That changed when agents became autonomous workers with financial authority. In 2026, production agents are buying advertising inventory, routing support tickets, adjusting dynamic pricing, filing expense reports, approving small transactions, and managing cloud resource allocation. They run continuously, not on demand. They make decisions that have real consequences.
When an agent makes a purchasing decision based on inventory data that is six hours old, that is not a demo failure. That is a financial loss. When a customer support agent misquotes a refund policy that was updated two days ago, that is a compliance problem. The gap between what the agent believes and what is actually true has become measurably expensive.

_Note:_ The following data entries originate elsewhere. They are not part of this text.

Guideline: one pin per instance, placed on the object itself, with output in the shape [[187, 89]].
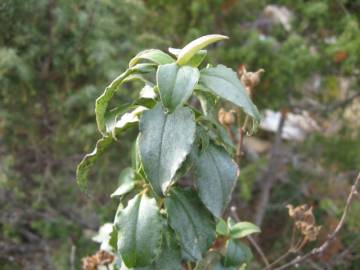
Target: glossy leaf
[[194, 46], [242, 229], [139, 228], [102, 102], [152, 55], [88, 161], [191, 221], [216, 177], [165, 141], [176, 84], [195, 60], [169, 258], [222, 228], [224, 82], [236, 253], [126, 182]]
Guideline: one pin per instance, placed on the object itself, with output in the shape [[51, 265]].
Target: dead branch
[[331, 237], [269, 177]]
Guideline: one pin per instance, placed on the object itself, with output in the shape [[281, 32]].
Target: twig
[[331, 237], [269, 177], [251, 239]]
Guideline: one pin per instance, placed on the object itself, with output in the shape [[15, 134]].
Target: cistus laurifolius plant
[[164, 221]]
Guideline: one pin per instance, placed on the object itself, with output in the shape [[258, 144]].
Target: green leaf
[[192, 223], [88, 161], [195, 60], [236, 253], [153, 55], [139, 228], [102, 102], [194, 46], [242, 229], [224, 82], [222, 227], [176, 84], [169, 258], [217, 133], [216, 177], [126, 182], [165, 141]]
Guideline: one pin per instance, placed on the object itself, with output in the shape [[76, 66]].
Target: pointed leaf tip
[[194, 46]]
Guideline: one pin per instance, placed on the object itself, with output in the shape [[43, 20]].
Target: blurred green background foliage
[[57, 56]]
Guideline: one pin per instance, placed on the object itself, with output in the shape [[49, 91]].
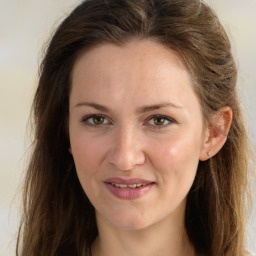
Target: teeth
[[132, 186]]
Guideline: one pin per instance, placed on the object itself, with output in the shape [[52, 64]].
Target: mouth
[[128, 188]]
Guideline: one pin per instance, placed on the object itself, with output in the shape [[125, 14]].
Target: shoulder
[[248, 253]]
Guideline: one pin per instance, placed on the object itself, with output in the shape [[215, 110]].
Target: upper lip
[[127, 181]]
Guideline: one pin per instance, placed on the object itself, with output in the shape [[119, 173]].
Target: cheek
[[87, 154], [177, 156]]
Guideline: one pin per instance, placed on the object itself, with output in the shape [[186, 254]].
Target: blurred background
[[25, 26]]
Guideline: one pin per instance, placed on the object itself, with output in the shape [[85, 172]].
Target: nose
[[126, 149]]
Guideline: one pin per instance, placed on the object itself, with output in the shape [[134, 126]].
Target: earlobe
[[216, 133]]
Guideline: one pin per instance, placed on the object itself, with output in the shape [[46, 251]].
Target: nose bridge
[[127, 148]]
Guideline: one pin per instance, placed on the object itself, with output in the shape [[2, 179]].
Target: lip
[[128, 193]]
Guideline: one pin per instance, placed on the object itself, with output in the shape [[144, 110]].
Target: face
[[136, 132]]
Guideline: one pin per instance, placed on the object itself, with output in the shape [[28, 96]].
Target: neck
[[163, 238]]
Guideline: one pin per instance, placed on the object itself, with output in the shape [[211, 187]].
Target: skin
[[131, 87]]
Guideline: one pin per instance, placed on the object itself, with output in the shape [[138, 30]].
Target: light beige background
[[24, 27]]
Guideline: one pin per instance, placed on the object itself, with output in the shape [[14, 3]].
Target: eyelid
[[169, 119], [85, 119]]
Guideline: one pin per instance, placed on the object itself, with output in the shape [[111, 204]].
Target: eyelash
[[85, 120]]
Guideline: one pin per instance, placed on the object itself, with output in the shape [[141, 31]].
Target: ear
[[216, 133]]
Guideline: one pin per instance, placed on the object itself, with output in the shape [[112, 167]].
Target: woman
[[140, 146]]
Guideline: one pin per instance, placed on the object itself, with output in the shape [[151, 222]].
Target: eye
[[160, 121], [95, 120]]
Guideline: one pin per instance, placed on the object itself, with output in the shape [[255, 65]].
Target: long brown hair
[[58, 218]]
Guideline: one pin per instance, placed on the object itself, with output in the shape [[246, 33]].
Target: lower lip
[[129, 193]]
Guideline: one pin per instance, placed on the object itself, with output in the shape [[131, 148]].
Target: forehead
[[139, 70]]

This is why the AI agent data infrastructure conversation in 2026 is fundamentally different from the general analytics conversation of three years ago. It is not about dashboards or reports. It is about giving autonomous systems access to the current state of the world, continuously, at low latency, with enough richness to support semantic reasoning.
The LLM itself is now a commodity. Every major cloud provider offers API access to capable models at competitive prices. The teams that build durable advantages are not the ones with access to better models. They are the ones with better data pipelines feeding those models.
The Observe-Think-Act Loop and Why Data Freshness is the Bottleneck
Every agent, regardless of how it is implemented, follows some version of an observe-think-act loop. The agent receives a trigger or a task, gathers context about the current state of the world, reasons about what to do, and takes an action. The loop repeats.
The quality of the thinking step is constrained by the quality of the observation step. A well-reasoned decision based on stale facts produces a wrong outcome. The model cannot fix a data problem by reasoning harder.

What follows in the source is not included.